Un po' di storia del carnevale di Tempio Pausania, uno tra i più belli e noti della Sardegna, tutta Tempio e il Logudoro si veste a festa nel segno dell'antica tradizione carnevalesca... la festa è assicurata da uno spettacolo scenico veramente eccezionale e da una partecipazione popolare e comunale imponente... che, con cordialità e ospitalità, saprà rendere partecipe quanti vorranno assistere alla loro festa popolare... La presenza dei turisti è il maggior riconoscimento agli sforzi economici e personali, per la dedizione alle tradizioni carnevalesche della Città di Tempio.

Marco Spyry

Il carnevale, anche a Tempio e nella Gallura in generale, ha origini antiche. Risalire al principio non è facile perché molte tradizioni sono scomparse o si sono modificate col passare dei secoli. Di certo la figura di GIORGIO, mitico Re anche del Carnevale Tempiese, ci riporta indietro nel tempo fino all'epoca pre romana, in quanto come sostiene D. Turchi, lo spirito della terra che fruttifica prima ancora della religione misterica, era chiamato GIORGI e a questa divinità venivano offerti sacrifici nel corso di riti finalizzati a ringraziarne i favori (Giorgi viene sacrificato per fecondare la terra). A Tempio è sopravvissuto il nome del re divinizzato (Gjolgju) insieme ad alcuni toponimi che ad esso rimandano (come per esempio la collina di Santu Gjolgju) Alle pressioni delle stratificazioni culturali succedutesi nel corso dei secoli, hanno resistito solo alcune locuzioni che rimandano a personaggi ormai scomparsi, come: "pari un traicoggju". Un’espressione che i più anziani traducono come riferimento a "persona rozzamente vestita che cammina in modo pesante".  

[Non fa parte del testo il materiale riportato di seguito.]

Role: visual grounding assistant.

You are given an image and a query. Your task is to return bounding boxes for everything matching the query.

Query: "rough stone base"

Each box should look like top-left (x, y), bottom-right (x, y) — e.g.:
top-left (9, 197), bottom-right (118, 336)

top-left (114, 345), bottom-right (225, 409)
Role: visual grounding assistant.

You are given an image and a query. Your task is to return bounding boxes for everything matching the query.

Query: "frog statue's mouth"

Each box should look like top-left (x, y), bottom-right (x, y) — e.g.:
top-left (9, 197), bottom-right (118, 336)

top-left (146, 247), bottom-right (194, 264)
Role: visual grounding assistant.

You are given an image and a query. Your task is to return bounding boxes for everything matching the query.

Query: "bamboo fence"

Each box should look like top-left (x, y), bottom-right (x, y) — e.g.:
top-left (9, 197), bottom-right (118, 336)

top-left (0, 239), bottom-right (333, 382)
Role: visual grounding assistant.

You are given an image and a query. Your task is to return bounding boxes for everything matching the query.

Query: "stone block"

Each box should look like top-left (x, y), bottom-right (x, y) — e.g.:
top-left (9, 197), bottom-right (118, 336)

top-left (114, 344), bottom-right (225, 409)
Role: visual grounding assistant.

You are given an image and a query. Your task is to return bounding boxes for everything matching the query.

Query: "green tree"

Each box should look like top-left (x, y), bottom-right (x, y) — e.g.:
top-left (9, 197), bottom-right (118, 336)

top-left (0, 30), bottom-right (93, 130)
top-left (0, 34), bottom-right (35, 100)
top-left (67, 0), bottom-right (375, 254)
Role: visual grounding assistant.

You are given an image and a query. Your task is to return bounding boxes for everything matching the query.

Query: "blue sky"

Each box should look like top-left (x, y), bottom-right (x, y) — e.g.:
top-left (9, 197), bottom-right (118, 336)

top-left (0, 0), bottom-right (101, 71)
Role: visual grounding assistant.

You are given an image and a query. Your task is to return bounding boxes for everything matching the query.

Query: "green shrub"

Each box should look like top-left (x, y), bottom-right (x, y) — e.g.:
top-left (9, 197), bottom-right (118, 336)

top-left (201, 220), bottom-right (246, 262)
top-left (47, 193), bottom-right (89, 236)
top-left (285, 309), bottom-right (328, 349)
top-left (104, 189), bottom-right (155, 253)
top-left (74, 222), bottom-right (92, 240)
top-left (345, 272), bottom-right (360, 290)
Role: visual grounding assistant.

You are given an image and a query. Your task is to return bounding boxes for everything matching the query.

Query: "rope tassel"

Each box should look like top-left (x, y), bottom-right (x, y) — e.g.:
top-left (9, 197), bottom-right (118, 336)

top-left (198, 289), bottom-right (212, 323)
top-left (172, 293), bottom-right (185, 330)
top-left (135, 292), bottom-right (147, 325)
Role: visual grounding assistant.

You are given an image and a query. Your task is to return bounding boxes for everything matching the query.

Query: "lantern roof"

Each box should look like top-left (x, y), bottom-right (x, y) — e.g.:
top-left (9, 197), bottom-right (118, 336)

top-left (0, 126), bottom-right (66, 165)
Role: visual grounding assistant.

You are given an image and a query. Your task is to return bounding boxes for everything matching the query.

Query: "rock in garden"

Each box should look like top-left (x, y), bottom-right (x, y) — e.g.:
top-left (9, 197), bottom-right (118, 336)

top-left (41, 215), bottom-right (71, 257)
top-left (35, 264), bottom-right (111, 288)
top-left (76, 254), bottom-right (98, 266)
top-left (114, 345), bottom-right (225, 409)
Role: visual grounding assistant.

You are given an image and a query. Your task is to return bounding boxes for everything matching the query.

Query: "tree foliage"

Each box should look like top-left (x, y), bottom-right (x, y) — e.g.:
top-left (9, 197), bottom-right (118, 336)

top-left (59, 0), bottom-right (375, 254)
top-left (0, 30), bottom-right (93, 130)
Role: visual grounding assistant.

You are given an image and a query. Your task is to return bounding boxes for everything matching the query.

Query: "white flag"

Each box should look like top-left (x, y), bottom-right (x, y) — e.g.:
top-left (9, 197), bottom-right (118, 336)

Nel vocabolario tempiese al termine traicoggju, troviamo descritto: è il rumore che fa uno spirito trascinando un cuoio di bue o di cavallo al quale sono attaccati paioli vecchi, padelle, ciarpami e catene, percorrendo con altri famelici compagni le vie del paese per la penitenza… "Lu Traicoggju" quindi come per le vecchie maschere sarde, è una sintesi tra le figure animalesche  e quelle demoniache.  Un personaggio della Gallura che come il più celebre mamuthone, che rappresentava nell’immaginario collettivo, l’uomo selvatico, munito di uno strumento idoneo a produrre suoni inquietanti. Simile quindi alle altre maschere primordiali quali: mèrdules, bòes e thùrpos, che in altre zone della Sardegna hanno conservato maggiormente le caratteristiche originali. Altra reminiscenza la possiamo trovare nel termine “fuglietta”, tuttora usato per indicare una persona irriquieta ed in perenne agitazione. Sempre secondo il vocabolario tempiese "la fuglietta" è uno spirito malvagio che per tormentare i vivi deve incarnarsi o prendere la figura di un animale.

Il fatto che simili lugubri personaggi possano entrare a far parte delle maschere carnevalesche sembra un controsenso; in ogni caso bisogna precisare, che a fronte degli scherzi, a questi spyrytelli, basti rabbonirli per renderli docili con l’offerta di vino e dolci in genere. Inoltre era ed è consuetudine dell’inversione dei ruoli sociali in virtù della quale era permesso alle donne indossare gli abiti maschili, agli uomini quelli femminili, il povero poteva vestire da ricco, il pastore da cittadino, il paziente da medico e via dicendo.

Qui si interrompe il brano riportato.